Bryan C. Lee Jr. is an architect, educator, writer, and design justice activist. He is the founder/design principal of Colloqate Design, a nonprofit multidisciplinary design practice in New Orleans dedicated to expanding community access to design and creating spaces of racial, social, and cultural equity. He has led two award-winning youth design programs nationwide and is one of the founding co-organizers of the DAP (Design As Protest) Collective. He was noted as one of The Most Creative People in Business, Fast Company (2018), a USC Annenberg MacArthur Civic Media Fellow, and the youngest design firm to win the Architectural League’s Emerging Voices Award in 2019.

About the Black School

Based on the commitment to community building and our core principles of Black love, wellness, and self-determination, The Black School’s mission is to promote and extend the legacy of art in Black radical histories by providing innovative education alternatives centered in Black love.
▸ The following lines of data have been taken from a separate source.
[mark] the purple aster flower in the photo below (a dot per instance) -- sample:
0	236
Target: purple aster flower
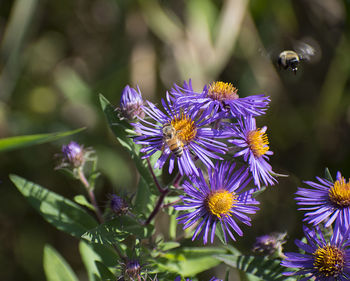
180	135
270	244
118	205
73	155
254	147
131	103
325	201
221	100
221	200
322	260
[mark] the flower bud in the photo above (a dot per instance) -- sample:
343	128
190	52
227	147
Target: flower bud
131	103
73	155
269	244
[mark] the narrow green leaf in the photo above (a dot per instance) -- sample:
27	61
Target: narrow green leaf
62	213
55	267
189	261
81	200
13	143
117	230
121	130
264	268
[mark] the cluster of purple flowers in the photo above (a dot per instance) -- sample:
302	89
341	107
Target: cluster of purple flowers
327	203
194	131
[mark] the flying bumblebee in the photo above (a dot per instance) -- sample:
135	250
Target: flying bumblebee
291	58
172	140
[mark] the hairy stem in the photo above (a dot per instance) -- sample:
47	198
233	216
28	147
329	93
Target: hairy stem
91	195
157	207
160	189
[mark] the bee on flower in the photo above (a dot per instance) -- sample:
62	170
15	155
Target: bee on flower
182	135
220	99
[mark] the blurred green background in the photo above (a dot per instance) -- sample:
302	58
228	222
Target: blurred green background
57	56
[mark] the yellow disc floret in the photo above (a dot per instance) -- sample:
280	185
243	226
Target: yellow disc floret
339	193
220	202
258	142
185	127
329	261
222	91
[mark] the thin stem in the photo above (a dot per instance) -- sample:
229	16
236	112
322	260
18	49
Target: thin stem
171	204
91	195
120	254
157	207
160	189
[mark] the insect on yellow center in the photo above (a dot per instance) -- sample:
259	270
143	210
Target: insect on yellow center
258	142
222	91
185	127
329	260
220	202
339	193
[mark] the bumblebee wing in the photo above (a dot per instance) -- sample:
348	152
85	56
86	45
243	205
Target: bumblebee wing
304	50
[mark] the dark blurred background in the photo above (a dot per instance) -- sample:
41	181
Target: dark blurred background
57	56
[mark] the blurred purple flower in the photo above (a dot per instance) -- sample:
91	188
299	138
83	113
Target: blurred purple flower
322	260
131	103
179	134
325	201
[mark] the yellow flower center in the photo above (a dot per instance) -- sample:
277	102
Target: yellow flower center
222	91
220	202
185	127
258	142
339	193
329	260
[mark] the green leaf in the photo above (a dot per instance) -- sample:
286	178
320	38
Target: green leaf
13	143
104	271
89	259
62	213
328	175
261	267
55	267
189	261
121	130
81	200
117	230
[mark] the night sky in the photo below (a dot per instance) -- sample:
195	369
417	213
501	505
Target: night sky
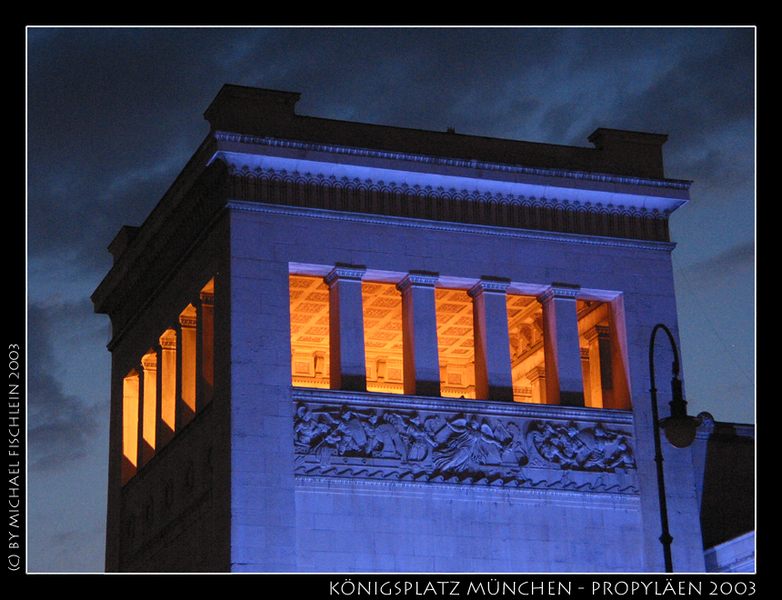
114	114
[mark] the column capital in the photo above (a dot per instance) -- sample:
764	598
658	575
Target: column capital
168	340
598	331
343	271
418	279
491	285
149	362
187	320
536	373
560	290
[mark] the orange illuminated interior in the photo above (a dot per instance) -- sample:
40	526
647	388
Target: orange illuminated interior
149	409
187	323
455	343
602	366
309	305
383	345
207	341
525	330
130	400
167	377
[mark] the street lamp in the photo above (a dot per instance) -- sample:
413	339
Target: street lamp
679	430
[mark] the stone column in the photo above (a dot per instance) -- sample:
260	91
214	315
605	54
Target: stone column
166	396
419	332
204	349
537	379
600	376
564	384
186	363
346	329
131	428
149	402
493	375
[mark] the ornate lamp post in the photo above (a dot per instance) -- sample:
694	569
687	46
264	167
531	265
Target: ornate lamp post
679	430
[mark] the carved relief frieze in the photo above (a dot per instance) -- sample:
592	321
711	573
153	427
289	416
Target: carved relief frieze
395	442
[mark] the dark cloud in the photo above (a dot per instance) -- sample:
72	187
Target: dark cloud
61	425
114	114
724	263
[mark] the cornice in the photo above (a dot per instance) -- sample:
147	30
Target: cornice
674	184
439	192
413	223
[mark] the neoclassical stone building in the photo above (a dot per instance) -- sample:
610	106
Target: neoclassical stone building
340	346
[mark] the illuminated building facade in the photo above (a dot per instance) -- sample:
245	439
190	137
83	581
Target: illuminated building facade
340	346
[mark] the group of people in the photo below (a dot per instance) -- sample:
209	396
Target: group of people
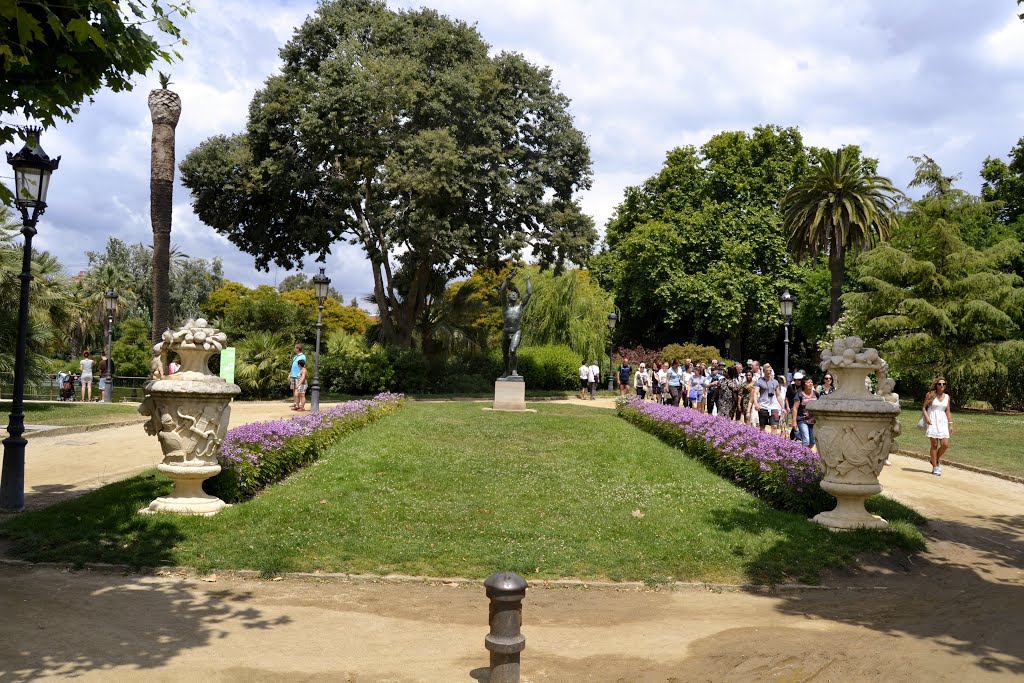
67	380
755	395
752	394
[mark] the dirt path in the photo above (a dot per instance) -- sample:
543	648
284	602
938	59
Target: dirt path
952	613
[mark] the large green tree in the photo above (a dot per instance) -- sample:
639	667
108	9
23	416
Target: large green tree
934	303
399	132
838	205
54	55
696	253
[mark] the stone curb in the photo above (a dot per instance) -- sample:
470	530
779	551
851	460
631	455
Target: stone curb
962	466
188	572
78	429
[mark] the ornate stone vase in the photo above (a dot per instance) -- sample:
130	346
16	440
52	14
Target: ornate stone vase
188	413
854	430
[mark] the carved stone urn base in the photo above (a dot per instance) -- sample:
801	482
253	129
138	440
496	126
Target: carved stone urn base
850	512
187	497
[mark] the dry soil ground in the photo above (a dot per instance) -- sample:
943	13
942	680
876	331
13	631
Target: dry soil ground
953	613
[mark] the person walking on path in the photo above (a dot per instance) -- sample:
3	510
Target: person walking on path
769	400
642	381
584	380
805	421
85	368
939	421
625	371
300	385
675	382
293	376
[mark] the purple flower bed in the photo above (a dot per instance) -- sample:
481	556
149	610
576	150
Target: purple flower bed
782	472
256	455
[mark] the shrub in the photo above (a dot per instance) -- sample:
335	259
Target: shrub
695	352
783	473
348	367
551	367
257	455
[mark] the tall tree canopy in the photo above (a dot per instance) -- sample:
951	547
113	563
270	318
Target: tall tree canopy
54	55
934	303
839	204
398	132
697	250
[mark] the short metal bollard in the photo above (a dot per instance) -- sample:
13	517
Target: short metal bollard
505	641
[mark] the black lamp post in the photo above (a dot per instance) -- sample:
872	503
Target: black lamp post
32	179
612	318
110	303
321	285
785	303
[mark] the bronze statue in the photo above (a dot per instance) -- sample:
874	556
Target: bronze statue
508	297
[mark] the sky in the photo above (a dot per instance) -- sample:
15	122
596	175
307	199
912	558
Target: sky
896	77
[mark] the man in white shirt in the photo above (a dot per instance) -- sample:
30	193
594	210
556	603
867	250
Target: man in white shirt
595	375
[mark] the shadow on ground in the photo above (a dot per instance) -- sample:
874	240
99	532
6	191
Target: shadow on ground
102	525
94	623
964	595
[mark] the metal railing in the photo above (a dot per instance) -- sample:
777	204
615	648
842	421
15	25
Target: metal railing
126	389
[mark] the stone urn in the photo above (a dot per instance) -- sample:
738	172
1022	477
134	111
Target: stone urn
188	413
854	430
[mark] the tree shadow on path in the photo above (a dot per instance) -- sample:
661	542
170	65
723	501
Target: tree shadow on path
62	624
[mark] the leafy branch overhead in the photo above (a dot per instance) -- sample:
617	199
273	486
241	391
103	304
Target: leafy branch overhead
400	133
55	55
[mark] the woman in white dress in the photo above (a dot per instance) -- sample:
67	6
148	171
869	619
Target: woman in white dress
939	422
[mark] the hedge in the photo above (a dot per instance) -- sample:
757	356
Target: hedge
259	454
783	473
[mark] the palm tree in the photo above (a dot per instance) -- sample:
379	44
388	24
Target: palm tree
165	108
840	204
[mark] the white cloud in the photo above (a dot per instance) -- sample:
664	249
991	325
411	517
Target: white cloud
915	77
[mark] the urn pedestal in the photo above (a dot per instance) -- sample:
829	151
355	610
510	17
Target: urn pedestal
854	430
188	413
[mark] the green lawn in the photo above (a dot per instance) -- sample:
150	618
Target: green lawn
452	489
983	439
71	414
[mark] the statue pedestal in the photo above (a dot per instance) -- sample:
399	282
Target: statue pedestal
510	394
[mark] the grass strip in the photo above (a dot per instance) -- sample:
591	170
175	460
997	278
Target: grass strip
983	439
451	489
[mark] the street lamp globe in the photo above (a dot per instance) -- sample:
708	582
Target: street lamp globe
32	175
321	286
785	302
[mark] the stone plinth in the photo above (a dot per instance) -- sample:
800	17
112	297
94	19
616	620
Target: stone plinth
510	394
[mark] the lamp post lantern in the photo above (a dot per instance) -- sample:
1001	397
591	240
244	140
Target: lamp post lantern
110	303
32	180
612	318
321	286
785	303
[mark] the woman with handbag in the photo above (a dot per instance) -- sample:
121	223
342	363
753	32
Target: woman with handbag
805	421
939	422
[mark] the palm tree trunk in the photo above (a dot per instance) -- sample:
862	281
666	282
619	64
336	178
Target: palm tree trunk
165	108
837	266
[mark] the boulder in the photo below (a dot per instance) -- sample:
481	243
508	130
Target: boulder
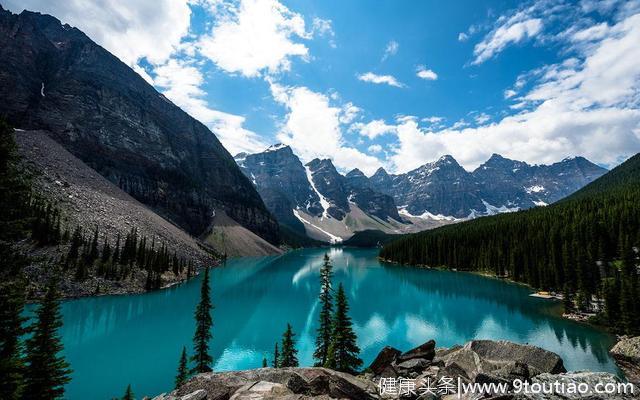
384	359
502	352
413	365
626	354
591	379
261	390
426	351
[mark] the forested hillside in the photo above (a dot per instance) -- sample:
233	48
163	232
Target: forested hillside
584	245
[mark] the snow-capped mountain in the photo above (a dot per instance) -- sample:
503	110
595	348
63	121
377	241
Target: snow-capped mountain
444	188
317	200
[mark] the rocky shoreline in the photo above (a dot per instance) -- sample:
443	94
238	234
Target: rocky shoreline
422	373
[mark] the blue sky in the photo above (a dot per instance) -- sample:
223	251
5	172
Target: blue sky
387	83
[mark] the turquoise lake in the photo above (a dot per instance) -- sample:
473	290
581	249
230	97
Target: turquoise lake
112	341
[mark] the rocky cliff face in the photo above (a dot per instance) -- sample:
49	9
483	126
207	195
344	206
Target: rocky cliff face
282	181
499	185
54	78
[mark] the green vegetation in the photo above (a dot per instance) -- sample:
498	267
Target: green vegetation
584	246
343	350
31	368
289	355
46	372
276	357
183	370
323	339
204	322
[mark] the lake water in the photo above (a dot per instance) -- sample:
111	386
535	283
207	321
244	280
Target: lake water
112	341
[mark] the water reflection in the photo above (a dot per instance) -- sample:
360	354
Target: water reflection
115	340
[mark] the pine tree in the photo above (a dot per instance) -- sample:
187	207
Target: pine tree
204	323
11	329
343	351
289	356
323	338
276	357
183	370
47	372
128	394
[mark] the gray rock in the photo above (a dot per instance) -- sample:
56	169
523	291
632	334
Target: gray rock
260	390
591	379
626	353
426	351
197	395
502	352
384	359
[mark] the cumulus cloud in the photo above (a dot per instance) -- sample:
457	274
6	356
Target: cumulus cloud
312	129
390	50
586	105
181	82
373	128
380	79
257	36
513	31
423	73
130	29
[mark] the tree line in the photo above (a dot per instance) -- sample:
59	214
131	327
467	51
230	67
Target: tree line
585	247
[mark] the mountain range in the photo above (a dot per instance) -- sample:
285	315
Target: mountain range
315	199
55	79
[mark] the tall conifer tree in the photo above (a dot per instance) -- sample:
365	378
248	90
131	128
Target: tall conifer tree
183	369
323	338
289	356
204	323
47	371
343	351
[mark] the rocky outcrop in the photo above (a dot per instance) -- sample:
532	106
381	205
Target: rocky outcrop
626	353
54	78
477	362
281	383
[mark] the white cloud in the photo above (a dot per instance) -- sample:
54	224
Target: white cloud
181	83
433	119
586	105
312	129
130	29
514	30
349	113
256	36
423	73
380	79
373	128
509	93
482	118
390	50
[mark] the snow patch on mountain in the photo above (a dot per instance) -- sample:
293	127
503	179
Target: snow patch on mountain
324	203
332	238
427	215
493	210
534	189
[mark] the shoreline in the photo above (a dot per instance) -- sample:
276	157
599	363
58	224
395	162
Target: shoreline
579	318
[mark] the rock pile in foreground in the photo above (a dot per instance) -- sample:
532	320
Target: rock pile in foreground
627	355
416	374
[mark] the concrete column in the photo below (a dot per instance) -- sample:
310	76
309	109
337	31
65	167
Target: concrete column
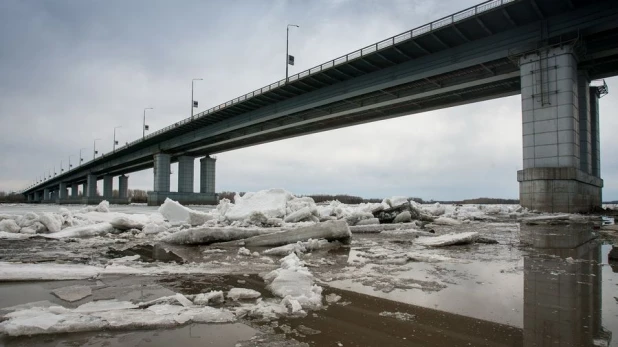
108	188
162	172
595	144
207	175
63	192
555	177
585	159
185	174
549	107
90	187
123	187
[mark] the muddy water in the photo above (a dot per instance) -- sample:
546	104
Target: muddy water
558	288
190	336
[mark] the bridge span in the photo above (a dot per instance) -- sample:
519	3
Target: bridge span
546	50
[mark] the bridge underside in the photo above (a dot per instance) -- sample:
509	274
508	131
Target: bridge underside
479	56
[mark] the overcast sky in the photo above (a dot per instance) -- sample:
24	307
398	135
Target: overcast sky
70	71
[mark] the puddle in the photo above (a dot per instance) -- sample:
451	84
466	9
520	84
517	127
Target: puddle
147	253
187	336
557	286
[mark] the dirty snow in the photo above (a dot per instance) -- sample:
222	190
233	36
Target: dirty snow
448	239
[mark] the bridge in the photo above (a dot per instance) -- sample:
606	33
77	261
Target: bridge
548	51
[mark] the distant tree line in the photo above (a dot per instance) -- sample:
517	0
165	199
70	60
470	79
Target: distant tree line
141	196
11	197
344	198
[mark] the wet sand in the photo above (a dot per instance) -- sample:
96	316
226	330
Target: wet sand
505	294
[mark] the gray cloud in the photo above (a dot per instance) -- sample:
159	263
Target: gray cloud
70	71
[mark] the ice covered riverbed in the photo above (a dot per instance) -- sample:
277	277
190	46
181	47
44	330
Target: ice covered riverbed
471	282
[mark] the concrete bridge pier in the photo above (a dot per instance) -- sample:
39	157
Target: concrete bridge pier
108	188
90	196
185	194
63	192
185	174
560	134
123	187
207	175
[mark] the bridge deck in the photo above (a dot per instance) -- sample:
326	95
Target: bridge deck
466	57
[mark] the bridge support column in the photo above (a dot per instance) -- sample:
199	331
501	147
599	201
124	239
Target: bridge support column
557	170
108	188
185	174
185	194
91	186
123	187
595	144
162	172
207	175
63	193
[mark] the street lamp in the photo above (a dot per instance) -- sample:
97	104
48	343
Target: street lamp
81	160
145	127
94	149
289	59
116	142
194	103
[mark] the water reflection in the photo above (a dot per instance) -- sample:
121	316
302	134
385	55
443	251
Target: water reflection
562	287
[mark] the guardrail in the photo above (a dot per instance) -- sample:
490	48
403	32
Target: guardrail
424	29
461	15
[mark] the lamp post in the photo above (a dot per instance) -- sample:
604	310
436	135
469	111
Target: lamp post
94	149
145	127
81	160
116	142
288	61
193	103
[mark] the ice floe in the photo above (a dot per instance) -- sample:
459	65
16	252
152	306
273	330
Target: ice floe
448	239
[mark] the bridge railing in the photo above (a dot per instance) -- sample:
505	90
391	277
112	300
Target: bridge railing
424	29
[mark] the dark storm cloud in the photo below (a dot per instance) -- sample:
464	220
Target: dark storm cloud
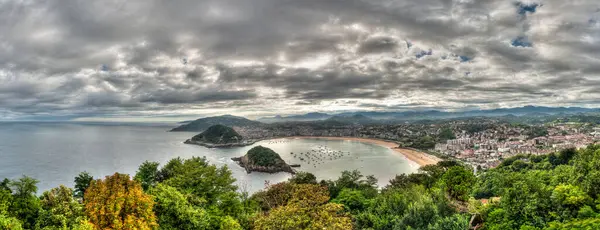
140	57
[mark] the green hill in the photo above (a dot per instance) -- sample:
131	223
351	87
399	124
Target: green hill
263	156
262	159
204	123
218	134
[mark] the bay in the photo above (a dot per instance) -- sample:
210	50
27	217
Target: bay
54	153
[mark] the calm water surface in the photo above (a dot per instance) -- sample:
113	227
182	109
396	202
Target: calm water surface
55	153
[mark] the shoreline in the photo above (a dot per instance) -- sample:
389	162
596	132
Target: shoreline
420	158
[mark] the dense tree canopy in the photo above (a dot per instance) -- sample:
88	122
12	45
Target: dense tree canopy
117	202
541	192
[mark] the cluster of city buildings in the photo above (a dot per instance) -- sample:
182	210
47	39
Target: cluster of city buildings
481	143
488	147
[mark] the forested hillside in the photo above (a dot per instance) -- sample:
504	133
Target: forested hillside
556	191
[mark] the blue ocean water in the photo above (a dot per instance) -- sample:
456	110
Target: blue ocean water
55	153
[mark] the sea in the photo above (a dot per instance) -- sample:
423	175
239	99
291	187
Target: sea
55	152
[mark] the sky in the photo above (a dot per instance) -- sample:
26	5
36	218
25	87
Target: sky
170	60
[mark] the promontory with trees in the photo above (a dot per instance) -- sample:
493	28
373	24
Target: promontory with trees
263	159
554	191
218	136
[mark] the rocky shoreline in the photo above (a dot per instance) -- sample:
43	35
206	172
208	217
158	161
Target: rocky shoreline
245	163
211	145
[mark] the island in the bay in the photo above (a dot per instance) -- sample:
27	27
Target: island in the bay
219	136
262	159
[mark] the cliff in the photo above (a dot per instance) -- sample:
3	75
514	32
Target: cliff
262	159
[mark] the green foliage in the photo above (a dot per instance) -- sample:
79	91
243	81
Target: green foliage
446	134
458	182
352	180
553	191
454	222
413	207
308	208
303	178
218	134
59	209
25	204
208	187
174	211
117	202
12	223
147	174
543	191
82	182
353	200
263	156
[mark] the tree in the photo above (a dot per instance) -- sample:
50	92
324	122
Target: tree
446	134
353	200
147	174
458	182
353	180
59	209
205	181
117	202
172	168
454	222
11	223
174	211
303	178
274	195
308	209
211	187
25	204
82	182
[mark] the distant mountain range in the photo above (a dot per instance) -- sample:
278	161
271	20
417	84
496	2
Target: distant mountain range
379	117
435	114
204	123
303	117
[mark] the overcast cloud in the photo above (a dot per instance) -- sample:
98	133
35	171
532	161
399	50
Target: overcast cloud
86	58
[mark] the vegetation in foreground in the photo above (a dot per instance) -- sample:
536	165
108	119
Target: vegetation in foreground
555	191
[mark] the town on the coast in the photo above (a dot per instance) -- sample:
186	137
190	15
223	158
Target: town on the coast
479	141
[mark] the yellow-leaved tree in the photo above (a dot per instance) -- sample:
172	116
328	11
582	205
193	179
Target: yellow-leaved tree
117	202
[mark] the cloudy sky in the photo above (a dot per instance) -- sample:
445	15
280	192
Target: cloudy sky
86	59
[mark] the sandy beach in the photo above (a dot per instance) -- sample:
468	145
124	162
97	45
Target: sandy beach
418	157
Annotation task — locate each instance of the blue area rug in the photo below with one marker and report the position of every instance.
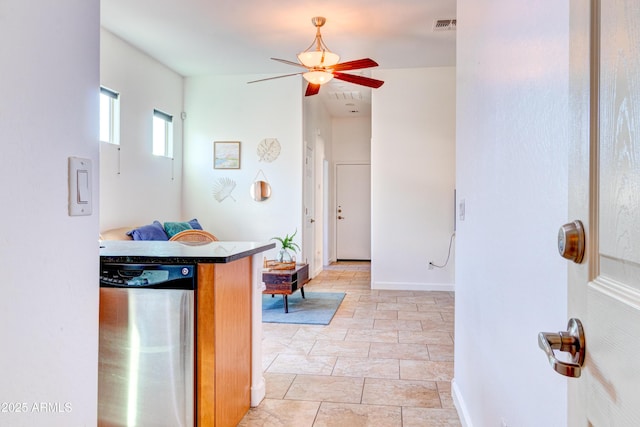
(317, 308)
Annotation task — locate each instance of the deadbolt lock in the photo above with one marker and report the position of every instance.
(571, 241)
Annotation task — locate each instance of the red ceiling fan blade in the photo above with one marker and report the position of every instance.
(284, 61)
(276, 77)
(354, 65)
(312, 89)
(359, 80)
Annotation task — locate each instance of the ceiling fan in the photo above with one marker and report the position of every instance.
(322, 65)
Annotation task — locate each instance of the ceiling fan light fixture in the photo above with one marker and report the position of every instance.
(318, 58)
(317, 77)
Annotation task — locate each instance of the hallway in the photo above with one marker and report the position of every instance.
(386, 359)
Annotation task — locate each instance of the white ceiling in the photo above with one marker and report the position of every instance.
(196, 37)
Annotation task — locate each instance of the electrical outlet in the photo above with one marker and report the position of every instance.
(461, 209)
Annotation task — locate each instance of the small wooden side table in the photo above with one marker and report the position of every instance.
(286, 282)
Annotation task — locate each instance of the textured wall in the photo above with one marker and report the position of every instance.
(511, 169)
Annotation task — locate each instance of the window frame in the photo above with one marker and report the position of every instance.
(167, 144)
(113, 116)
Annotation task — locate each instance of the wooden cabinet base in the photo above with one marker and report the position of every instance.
(223, 361)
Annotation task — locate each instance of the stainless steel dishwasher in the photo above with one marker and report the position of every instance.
(146, 345)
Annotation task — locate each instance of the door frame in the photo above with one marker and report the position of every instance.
(334, 219)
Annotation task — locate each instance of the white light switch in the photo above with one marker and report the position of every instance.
(79, 186)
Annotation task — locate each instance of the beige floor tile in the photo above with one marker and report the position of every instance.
(398, 325)
(426, 370)
(351, 323)
(434, 307)
(287, 345)
(378, 298)
(279, 330)
(277, 385)
(399, 351)
(281, 413)
(423, 417)
(375, 314)
(434, 316)
(340, 348)
(443, 338)
(326, 388)
(397, 306)
(394, 293)
(400, 393)
(418, 298)
(372, 335)
(342, 414)
(367, 367)
(310, 333)
(295, 364)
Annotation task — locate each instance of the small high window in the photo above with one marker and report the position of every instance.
(162, 134)
(109, 116)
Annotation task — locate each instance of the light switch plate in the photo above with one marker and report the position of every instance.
(80, 190)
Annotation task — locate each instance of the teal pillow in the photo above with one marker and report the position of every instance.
(152, 231)
(173, 228)
(195, 224)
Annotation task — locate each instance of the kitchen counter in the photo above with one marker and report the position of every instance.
(165, 252)
(228, 319)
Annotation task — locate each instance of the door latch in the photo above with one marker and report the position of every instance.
(571, 241)
(571, 341)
Through youth art workshops, community wide events and programing, and our student staffed art and design studio, we use art to transform social realities while celebrating Black people’s history and the beauty and ingenuity of our ever-evolving culture.

Since 2015, The Black School has led 120+ art workshops and sessions, has served 450+ students, held 3 Black Love Fests in NYC and Houston, TX, partnered with over 50 institutions and individual artists respectively, and has trained and employed 20 Design Apprentices. In 2020-21 the organization crowdfunded $317,000 to build The Black Schoolhouse in Joseph’s hometown, New Orleans, LA.

This program is co-presented by Logan Center Exhibitions and the Center for the Study of Race, Politics and Culture at the University of Chicago. Additional support provided by the Graham Foundation.

This event is free and open to the public.